Biodiversity Emergency

Lord Cameron of Dillington Excerpts
Thursday 22nd April 2021

(3 years, 3 months ago)

Grand Committee
Read Full debate Read Hansard Text Read Debate Ministerial Extracts
Lord Cameron of Dillington Portrait Lord Cameron of Dillington (CB) [V]
- Hansard - -

My Lords, I declare interests as a retired farmer, a landowner and chair of the UKCEH.

We do have a crisis. We have made a total Horlicks of this issue over recent years. It will take decades to put it right. It will not be easy. However, we have to step back. These days, good land managers provide many outputs and services: food to keep us healthy and our nation secure; landscape and access for tourism and healthy exercise; renewable energy; buildings for rural businesses; timber for carbon capture and storage, and for buildings; and, yes, habitats and wildlife management for the biodiversity that we desperately need. In doing all this, we have to minimise our carbon footprint.

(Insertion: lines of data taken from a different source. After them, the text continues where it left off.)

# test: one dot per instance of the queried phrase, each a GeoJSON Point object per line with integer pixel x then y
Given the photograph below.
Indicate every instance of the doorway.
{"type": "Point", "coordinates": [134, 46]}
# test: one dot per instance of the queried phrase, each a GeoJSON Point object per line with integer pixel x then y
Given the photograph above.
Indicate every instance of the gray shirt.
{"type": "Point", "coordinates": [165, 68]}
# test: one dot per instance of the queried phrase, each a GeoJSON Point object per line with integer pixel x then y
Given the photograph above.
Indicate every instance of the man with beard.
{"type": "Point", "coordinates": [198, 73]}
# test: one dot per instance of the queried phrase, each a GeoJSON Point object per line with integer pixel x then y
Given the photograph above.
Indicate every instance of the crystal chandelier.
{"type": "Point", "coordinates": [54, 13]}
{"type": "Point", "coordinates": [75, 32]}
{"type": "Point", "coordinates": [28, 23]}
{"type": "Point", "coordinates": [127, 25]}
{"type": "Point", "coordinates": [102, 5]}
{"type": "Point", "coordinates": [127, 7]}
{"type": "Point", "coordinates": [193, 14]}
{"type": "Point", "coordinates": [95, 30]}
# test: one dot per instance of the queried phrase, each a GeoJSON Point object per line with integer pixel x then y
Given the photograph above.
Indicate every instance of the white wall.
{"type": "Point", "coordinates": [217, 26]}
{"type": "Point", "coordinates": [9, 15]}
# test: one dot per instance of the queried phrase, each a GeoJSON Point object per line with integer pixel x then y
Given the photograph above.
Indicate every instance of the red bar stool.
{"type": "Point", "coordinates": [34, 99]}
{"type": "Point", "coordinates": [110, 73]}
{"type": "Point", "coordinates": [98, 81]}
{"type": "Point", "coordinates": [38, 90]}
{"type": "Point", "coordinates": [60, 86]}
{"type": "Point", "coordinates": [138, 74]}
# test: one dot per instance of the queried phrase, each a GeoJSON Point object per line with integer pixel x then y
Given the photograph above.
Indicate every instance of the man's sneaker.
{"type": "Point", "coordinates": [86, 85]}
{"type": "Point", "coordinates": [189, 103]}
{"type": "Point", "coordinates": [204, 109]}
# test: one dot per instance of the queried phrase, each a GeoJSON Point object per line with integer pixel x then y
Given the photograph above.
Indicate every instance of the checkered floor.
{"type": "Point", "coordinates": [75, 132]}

It is a tough call to maximise the services from your piece of land and still stay in business, but we must never again prioritise one output at the expense of all the others, which is what we have been doing. We must get everything in perspective and take a balanced view of what the land can produce. Every piece of land will have its own solutions. We will need to carry out research as well as prod, train and incentivise all land managers, both urban and rural.

On our Somerset farm, we have a 50-acre solar park. Some 10 years in, our FWAG officer visited the site and said that he had rarely seen 50 acres with more biodiversity, with every kind of insect and butterfly, voles, field mice, hares, barn owls, kestrels, partridge, plovers and even hen harriers. My point is that land can be multi-purpose. However, we need the research, training and incentives to maximise the possible outputs on all our land.